Sometimes plans changes

There is an incredible contrast in the weather, it seems to aways be strong winds in the evening and it calms down during the night and in the morning there is pretty much no wind at all. I assume the strong winds in the evening comes from the hot land heating up the air above it, making it rise. As it rises air from the cooler sea rushes in to keep the equilibrium. Anyway, as earlier mornings, there was not a cloud, the sun was warm and the wind was rather non-existing. Under such circumstances I always try to sail off anchor if the little wind there is allows it. This time both the wind and the tidal current was not in favor, so I had to motor to get into some wind before raising my sails. The goal for todays sail was to get to Huelva, the first Spanish town since I entered Portugal.

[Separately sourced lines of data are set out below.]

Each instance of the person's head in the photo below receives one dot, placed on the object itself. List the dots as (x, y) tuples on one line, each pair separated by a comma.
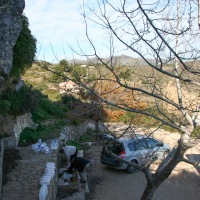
[(61, 151)]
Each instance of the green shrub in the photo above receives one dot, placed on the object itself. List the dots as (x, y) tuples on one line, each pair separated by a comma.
[(26, 137), (17, 102)]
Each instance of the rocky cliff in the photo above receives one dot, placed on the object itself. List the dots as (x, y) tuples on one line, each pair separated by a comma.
[(10, 26)]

As I set sail, however, I realized that the winds were not going to take me to Huelva straight away, I would have to gybe my way over there, and to be honest I realized that the time I had to get there wouldn’t allow such maneuvers. As an alternative I had going straight to Cadíz instead, and the winds in that direction was favorable, so I changed destination. I still had the wind coming in from astern, but as I was sailing now it would be a straight sail directly to Cadíz without any gybing. The only thing was that Navionics calculated that it would take until 3 in the morning until I arrived. I was well aware of this and the alternative, gybing to Huelva, would have me there at midnight – or more likely later.

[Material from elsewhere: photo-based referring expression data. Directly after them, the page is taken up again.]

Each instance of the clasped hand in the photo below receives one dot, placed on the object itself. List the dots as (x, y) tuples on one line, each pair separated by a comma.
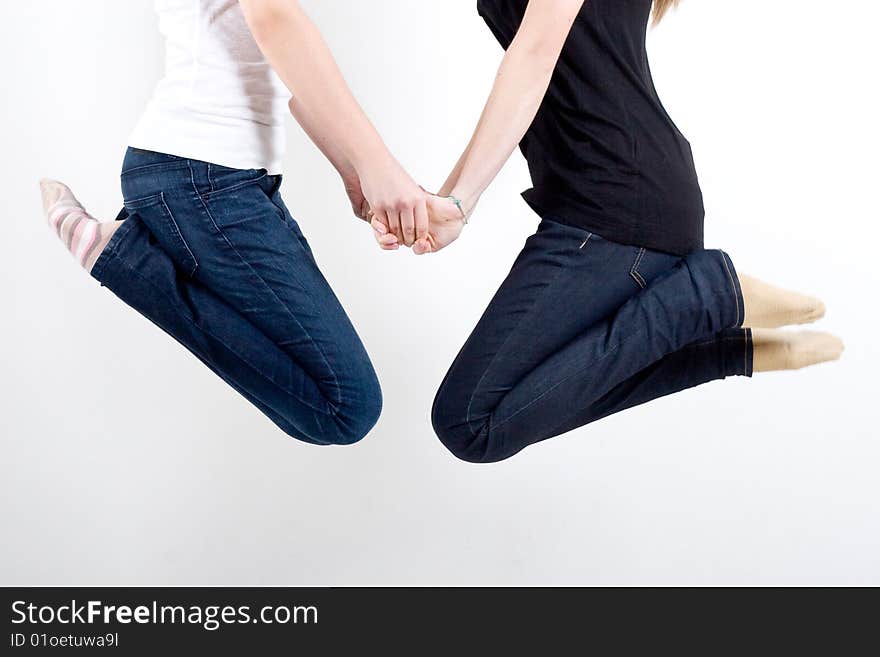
[(403, 214)]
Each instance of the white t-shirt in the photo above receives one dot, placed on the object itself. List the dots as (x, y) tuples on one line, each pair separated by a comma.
[(219, 101)]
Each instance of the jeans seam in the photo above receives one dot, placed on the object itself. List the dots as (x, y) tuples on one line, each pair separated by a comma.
[(567, 378), (139, 275), (507, 339), (336, 385), (232, 188), (733, 285)]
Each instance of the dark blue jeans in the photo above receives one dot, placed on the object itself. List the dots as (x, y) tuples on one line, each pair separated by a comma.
[(212, 256), (583, 328)]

As the wind picked up as usual in the evening, I actually managed to get to Cadíz at midnight, which was rather welcomed after thirteen hours of sailing. I checked the charts and there are som buoys entering the port of Cadíz that would guide me to my anchorage, just after an enormous bridge. Since I had been sailing during the dark hours all my light sources, mainly my iPad and instruments, were turned down to make as little light as possible. So my eyes were rather sensitive to light at the moment. At that point, staring straight into the lights of a city, trying to single out four red or three green, blinking lights that marked the shipping lane was… hard. Even their lighthouse blinded me every now and then. It didn’t help either that there was a lot of wind power along the coast line, with red blinking lights. As I got closer they were easy to dismiss though, as they started to rise over the ocean.

Eventually I found the shipping lane and followed it in, under the bridge. Which by the way wasn’t hard to spot, it was massive and quite impressive! As I passed under it I was to take a sharp ninety degrees turn to starboard, go into a shallow area and drop the anchor. Quite simple. It was an incoming tide at the moment, but it was near slack tide so it was as shallow as it would get, so as long as I had more than a meter under the keel I would be fine.

As I started to prepare to anchor, I grabbed my torch, got to the bow, opened up the anchor locker, released the anchor so that it could be deployed and looked up to start to scan with the torch. I never had to, I immediately saw one of those small plastic fishing boats coming at me at full speed from port. We would absolutely crash if I didn’t do something, but at the same time I didn’t know if he had seen me and might try to turn to get behind me, so if I tried to do the same maneuver – to turn to port to get behind him – we would inevitably crash as well. Things that goes through your mind, running from the bow to the cockpitin the middle of the night with no lights but the town around you. Luckily the engine was at idle, so I slammed it in full reverse in one go as I entered the cockpit. I looked out to port and saw, as my engine was making quite some noice now, that the person on the other boat finally had seen me. I would guess it was about twenty meters from getting really expensive, but Away was dead in the water now, and he slowly turned his boat to port, making a 270 degrees turn. I guess he didn’t expect to see a 10 ton sailboat crossing the river at midnight. I didn’t expect to see one of those small fishing boats with a small closet sized superstructure heading down the river at that time.

It’s never a dull day when sailing! But now, I anchored and went to bed. The day after there was some wind even in the morning, and it was straight on my nose. It was time to sail off anchor!